Thursday, March 5, 2009

The Bus Trip by Katherin Lyall Watson

I always sit in the same seat. I walk an extra kilometre so that I can get on the bus at the first stop; that way I’m guaranteed to find it empty.

I suppose it’s a habit now. That there’s nothing more than an old man, fixed to his special spot in a bus, refusing to budge. That’s all that other people see. They don’t notice the way I watch as people get on the bus. The way I lean forward when a woman with a certain tilt to her head enters.
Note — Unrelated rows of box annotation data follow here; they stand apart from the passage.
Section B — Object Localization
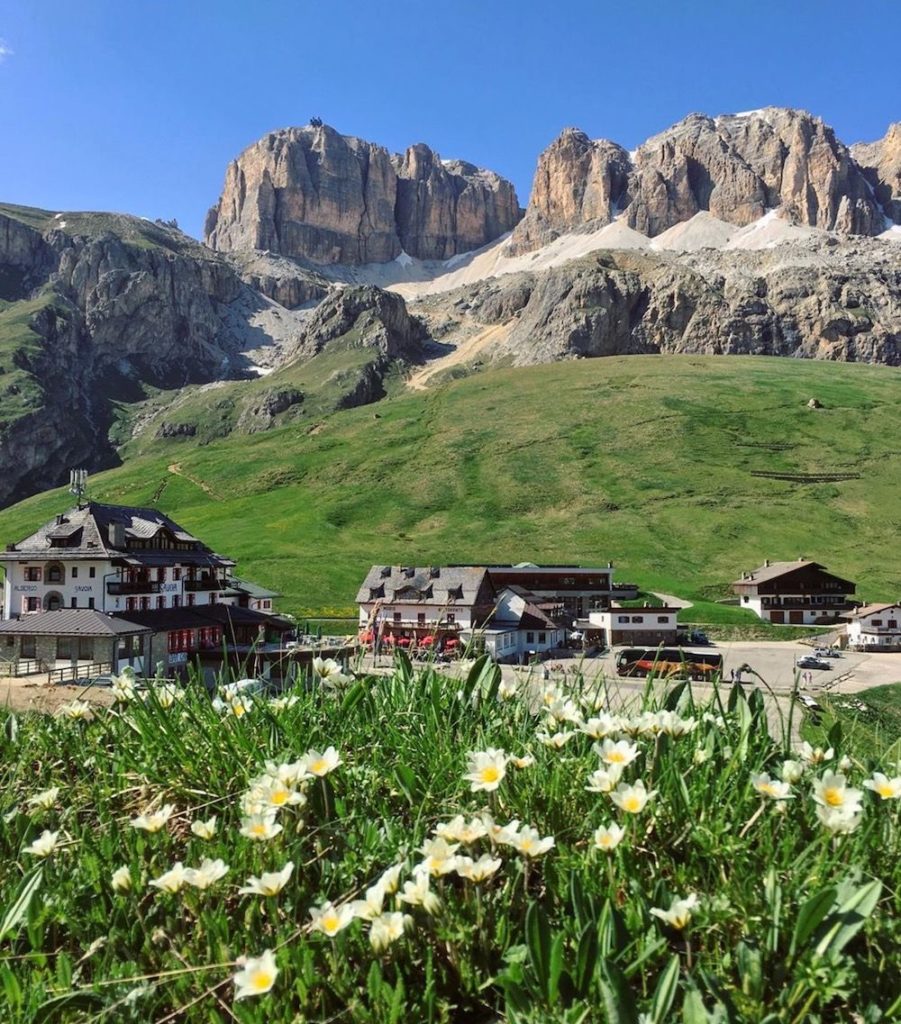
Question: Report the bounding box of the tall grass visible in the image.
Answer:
[0,656,901,1024]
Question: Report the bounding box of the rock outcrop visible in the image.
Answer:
[512,106,896,252]
[204,125,520,264]
[432,238,901,366]
[293,286,426,362]
[851,121,901,224]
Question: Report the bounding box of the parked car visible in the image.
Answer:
[795,654,832,669]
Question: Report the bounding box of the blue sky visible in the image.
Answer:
[0,0,901,234]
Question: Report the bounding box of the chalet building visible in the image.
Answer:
[0,502,234,618]
[732,558,857,626]
[0,502,286,674]
[0,608,155,676]
[576,604,679,647]
[848,603,901,652]
[356,563,612,660]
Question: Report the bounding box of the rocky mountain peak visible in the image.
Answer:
[512,106,898,252]
[205,125,520,264]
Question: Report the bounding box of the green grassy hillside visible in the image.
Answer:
[0,356,901,621]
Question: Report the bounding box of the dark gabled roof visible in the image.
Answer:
[0,502,234,565]
[356,565,485,607]
[120,604,294,633]
[0,608,151,637]
[228,575,282,599]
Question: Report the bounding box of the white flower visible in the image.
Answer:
[813,771,863,814]
[370,911,410,952]
[779,761,804,784]
[184,857,228,889]
[350,882,385,921]
[378,864,403,896]
[239,811,282,842]
[651,893,700,932]
[817,804,863,835]
[149,860,187,893]
[310,901,353,939]
[56,700,93,722]
[151,683,184,708]
[232,949,278,999]
[863,771,901,800]
[397,870,441,913]
[238,860,294,896]
[22,828,59,857]
[610,779,657,814]
[580,712,623,739]
[303,746,342,778]
[28,785,59,811]
[190,814,216,839]
[420,838,458,876]
[595,823,626,853]
[596,739,639,768]
[313,657,353,689]
[433,814,488,846]
[110,865,131,893]
[129,804,175,833]
[586,764,623,793]
[463,746,507,793]
[509,825,555,857]
[750,772,795,800]
[455,853,502,882]
[798,739,835,765]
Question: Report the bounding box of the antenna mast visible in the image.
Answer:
[69,469,88,508]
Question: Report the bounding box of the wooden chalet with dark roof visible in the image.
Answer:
[732,558,857,626]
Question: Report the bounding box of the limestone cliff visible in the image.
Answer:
[851,121,901,224]
[204,125,520,264]
[512,106,897,252]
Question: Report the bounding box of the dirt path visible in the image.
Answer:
[406,323,513,391]
[167,462,219,498]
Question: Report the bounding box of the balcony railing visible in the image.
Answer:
[184,577,228,593]
[106,580,160,595]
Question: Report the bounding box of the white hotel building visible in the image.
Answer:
[0,502,235,618]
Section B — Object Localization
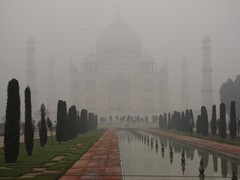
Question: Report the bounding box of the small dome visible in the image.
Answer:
[96,18,141,56]
[142,52,154,62]
[85,52,97,62]
[202,34,211,42]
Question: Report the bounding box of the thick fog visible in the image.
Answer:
[0,0,240,121]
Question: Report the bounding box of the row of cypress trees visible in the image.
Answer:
[159,109,194,133]
[4,79,34,163]
[56,100,98,143]
[159,101,237,139]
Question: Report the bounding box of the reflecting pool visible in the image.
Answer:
[118,130,240,180]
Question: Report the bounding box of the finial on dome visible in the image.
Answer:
[117,6,119,19]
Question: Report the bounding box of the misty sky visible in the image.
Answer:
[0,0,240,120]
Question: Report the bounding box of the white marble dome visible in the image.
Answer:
[96,18,141,57]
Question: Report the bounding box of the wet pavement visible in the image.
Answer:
[61,129,122,180]
[146,129,240,159]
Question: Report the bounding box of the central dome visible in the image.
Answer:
[96,18,141,57]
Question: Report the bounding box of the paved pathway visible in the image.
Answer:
[61,129,122,180]
[147,129,240,159]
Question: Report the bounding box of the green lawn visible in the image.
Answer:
[0,130,104,179]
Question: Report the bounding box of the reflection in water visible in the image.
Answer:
[213,155,218,172]
[118,130,240,180]
[221,159,228,177]
[231,162,238,174]
[198,150,209,169]
[155,140,158,153]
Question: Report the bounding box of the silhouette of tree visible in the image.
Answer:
[24,87,34,156]
[211,105,217,136]
[40,104,47,148]
[196,115,202,134]
[201,106,209,136]
[56,100,64,143]
[230,101,237,139]
[220,75,240,117]
[218,103,227,139]
[4,79,20,163]
[68,106,77,139]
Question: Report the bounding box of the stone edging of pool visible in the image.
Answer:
[61,129,122,180]
[140,128,240,162]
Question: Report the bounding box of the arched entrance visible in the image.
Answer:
[108,77,131,111]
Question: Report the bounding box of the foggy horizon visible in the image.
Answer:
[0,0,240,121]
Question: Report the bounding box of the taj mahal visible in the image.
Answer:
[26,17,213,119]
[70,17,169,116]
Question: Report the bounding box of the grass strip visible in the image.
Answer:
[156,129,240,146]
[0,130,104,179]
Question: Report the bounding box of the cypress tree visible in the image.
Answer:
[4,79,20,163]
[68,106,77,139]
[40,104,47,148]
[196,115,202,134]
[78,109,85,134]
[94,114,98,129]
[201,106,209,136]
[24,87,34,156]
[81,109,88,133]
[230,101,237,139]
[56,100,64,143]
[211,105,217,136]
[62,101,69,141]
[218,103,227,139]
[189,109,195,134]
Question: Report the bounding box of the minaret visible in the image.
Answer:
[26,36,37,117]
[202,35,213,109]
[47,59,57,121]
[180,58,189,110]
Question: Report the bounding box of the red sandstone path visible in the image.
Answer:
[147,129,240,159]
[61,129,122,180]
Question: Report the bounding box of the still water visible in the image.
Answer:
[118,130,240,180]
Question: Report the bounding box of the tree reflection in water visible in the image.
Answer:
[213,155,218,172]
[119,130,239,180]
It must be twenty years since she sat next to me. And still I expect her to look the same. I shouldn’t be watching for that sweep of black hair anymore. I should be looking for an older woman with a perm. But in my head she’s always the same.

I’ve relived that bus trip countless times. It’s kept me company on more lonely nights than you could imagine.

You think this is about sex, don’t you? You’re imagining some woman straddling a man on a bus, humping furtively behind the seats, all sweat and stickiness and the sad, stale smell of the bus. That’s not how it was at all.

I didn’t see her when she walked on the bus. I was reading, in this same seat I’m sitting in now, but it wasn’t my special seat then. It was just where I happened to be sitting. I had the Financial Times and I was checking the ebbs and flows in the stock market.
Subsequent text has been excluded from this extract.